New CFD Foundation executive director says LCCC critical part of her success
Renée Middleton has worn a lot of different hats in her life. But whether she’s been a student, professional or volunteer, it’s all been connected to Cheyenne.
“Cheyenne is just who I am,” Middleton said.
The newest hat for Middleton is that of serving as executive director for the Cheyenne Frontier Days Foundation, a role she took on in May.
“It was a great opportunity for a brand I love and I really feel like I’m going to be able to make a difference here — I love it,” she said.
Middleton has never been sedentary in her life that led up to her executive director role. She first became involved with CFD at 8 years old carrying state flags as a Saddle Tramps rider in the parades and in the rodeo grand entries. At the young age of 18, she began serving on CFD’s volunteer public relations committee (which she continues to do today).
Even with all her activities and opportunities, Middleton said she wasn’t sure after high school what she wanted to do with her life. After graduating, Laramie County Community College for the first time became a recurring part of Middleton’s journey.
“Cheyenne Frontier Days has always been an undercurrent for me, just like LCCC has been with a constant for me,” she said. “LCCC has always been coming in and out of my life.”

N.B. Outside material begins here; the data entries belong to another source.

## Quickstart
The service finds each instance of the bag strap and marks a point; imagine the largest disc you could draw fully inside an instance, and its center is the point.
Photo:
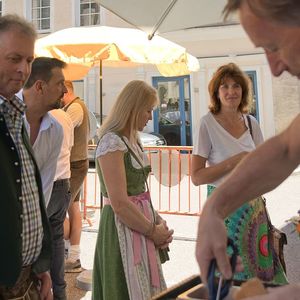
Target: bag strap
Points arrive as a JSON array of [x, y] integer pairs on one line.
[[250, 125], [270, 225], [138, 160]]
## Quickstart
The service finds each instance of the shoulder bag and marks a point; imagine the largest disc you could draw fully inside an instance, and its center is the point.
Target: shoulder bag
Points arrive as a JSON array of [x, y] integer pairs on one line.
[[276, 237]]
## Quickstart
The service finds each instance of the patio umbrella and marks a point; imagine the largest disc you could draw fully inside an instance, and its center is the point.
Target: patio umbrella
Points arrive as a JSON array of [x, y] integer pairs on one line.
[[167, 15], [85, 47]]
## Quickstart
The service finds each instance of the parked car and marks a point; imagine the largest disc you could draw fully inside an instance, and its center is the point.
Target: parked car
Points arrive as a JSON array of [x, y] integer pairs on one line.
[[147, 139]]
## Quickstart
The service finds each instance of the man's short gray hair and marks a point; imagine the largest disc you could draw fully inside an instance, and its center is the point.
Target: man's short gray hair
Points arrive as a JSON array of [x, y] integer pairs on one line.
[[13, 21]]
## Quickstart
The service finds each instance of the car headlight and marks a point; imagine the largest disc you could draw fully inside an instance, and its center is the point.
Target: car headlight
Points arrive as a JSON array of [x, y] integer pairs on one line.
[[160, 142]]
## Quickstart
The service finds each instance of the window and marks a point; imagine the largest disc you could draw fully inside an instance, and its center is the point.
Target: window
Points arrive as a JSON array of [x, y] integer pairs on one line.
[[89, 12], [40, 14]]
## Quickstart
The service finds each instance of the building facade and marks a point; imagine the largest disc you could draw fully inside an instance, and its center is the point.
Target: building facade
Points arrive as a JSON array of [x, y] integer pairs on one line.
[[183, 99]]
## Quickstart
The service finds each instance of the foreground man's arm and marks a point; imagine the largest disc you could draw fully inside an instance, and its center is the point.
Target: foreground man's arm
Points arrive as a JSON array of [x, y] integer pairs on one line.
[[261, 171]]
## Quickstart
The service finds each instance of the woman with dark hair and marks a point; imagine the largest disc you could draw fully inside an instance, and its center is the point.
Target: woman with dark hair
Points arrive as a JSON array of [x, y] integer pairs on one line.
[[226, 135]]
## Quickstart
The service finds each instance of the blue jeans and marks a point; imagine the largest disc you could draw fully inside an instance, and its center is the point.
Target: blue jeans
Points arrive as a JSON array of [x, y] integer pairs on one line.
[[56, 210]]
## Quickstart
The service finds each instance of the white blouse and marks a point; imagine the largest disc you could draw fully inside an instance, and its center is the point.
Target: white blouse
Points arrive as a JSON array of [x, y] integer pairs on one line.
[[216, 144], [111, 142]]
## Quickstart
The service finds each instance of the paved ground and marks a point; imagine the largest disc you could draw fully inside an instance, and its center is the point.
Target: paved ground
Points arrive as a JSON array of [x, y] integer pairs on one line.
[[282, 204]]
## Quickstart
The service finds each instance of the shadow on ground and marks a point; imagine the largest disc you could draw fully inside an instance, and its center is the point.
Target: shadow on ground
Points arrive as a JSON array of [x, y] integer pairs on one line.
[[74, 293]]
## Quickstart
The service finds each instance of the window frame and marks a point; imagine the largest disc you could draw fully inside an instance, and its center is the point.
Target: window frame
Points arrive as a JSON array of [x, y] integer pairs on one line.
[[78, 13], [29, 14]]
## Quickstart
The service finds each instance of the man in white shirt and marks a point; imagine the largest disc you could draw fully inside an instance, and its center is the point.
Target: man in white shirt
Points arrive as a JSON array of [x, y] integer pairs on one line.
[[78, 112], [59, 203], [42, 92]]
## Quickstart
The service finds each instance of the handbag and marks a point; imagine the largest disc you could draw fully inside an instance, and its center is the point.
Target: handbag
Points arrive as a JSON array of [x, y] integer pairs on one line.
[[276, 237]]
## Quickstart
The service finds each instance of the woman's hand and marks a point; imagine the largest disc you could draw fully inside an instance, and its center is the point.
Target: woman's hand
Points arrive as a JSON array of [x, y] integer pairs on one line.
[[161, 234], [170, 239]]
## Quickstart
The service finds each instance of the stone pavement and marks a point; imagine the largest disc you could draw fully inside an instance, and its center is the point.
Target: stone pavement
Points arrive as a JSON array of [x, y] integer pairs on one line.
[[282, 203]]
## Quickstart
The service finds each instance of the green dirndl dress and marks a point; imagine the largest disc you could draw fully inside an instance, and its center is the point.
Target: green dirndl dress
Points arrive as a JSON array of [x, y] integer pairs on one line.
[[112, 275], [248, 229]]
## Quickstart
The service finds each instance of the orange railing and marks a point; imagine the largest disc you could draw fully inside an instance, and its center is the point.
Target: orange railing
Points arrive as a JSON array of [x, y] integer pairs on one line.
[[172, 191]]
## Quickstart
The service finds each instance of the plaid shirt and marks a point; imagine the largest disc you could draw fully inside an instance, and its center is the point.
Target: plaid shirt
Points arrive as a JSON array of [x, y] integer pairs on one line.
[[32, 234]]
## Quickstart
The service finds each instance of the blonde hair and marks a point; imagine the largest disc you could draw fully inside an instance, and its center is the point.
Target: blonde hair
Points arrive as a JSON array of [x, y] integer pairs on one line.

Middleton attended the University of Wyoming where she earned Bachelor of Science in journalism with a minor in public relations. She went on to work in marketing at several Cheyenne-based companies, including Taco John’s International, Sierra Trading Post, and Unicover Corporation. While working, Middleton started work towards an MBA and took all of her prerequisites at LCCC. All the while, she continued volunteering for various nonprofits in Cheyenne, and never stopped working with CFD.
“Through all of this all along, Cheyenne Frontier Days has been in my blood,” Middleton said.
Life became more complicated when Middleton’s husband was diagnosed with cancer, a struggle he ultimately did not survive. Through that tragic experience — Middleton dealt with her own cancer diagnosis — she found she had an interest in the medical field.
Once again, Middleton would look to LCCC to take a radical new turn in her life, pursuing a nursing degree. She finished her associate degree in nursing in 2015 and again went to UW to earn her bachelor’s, which she did in 2016. The oncology floor at Cheyenne Regional Medical Center ended up being her calling, a job she still holds today as her “night gig.”
“The hospital and nursing I really find interesting because it’s just so totally different from marketing,” Middleton said.
In 2016, Middleton was interviewed and then appointed to the CFD Board of Directors. In her six years on that board, she helped establish the CFD Foundation, and found herself writing the job description for the executive director position. It wasn’t long before Middleton was asked by Frontier Days CEO Tom Hirsig whether she wanted the position for herself.
For Middleton, there was no question she was the right woman for the job.
“It’s my dream job,” Middleton said. “I’m loyal to this brand.”
Through all of her life’s adventures, higher education has provided opportunities Middleton said she’s thankful for.
“I constantly like to grow and learn something new every day, and without higher education, I wouldn’t have had any of these opportunities,” she said. “Whether it’s your associate degree or bachelor’s or master’s, in the end, because you keep educating yourself, you’re going to open up new pathways and can end up doing what you really, truly like.”
Because the executive director position is a part-time job, Middleton said she’ll continue work in nursing for the foreseeable future. But in her new gig, Middleton said she’s found her “soul goal.”
Getting there, she said, has taken a lot of work. Whether it was pursuing a degree, being driven in her career or innovating ways to make the organizations she volunteered for better, Middleton said it took dedication and hard work. People seeking their own “soul goal” can do the same.
“All you have to do is take one step at a time and set yourself up for success,” Middleton said.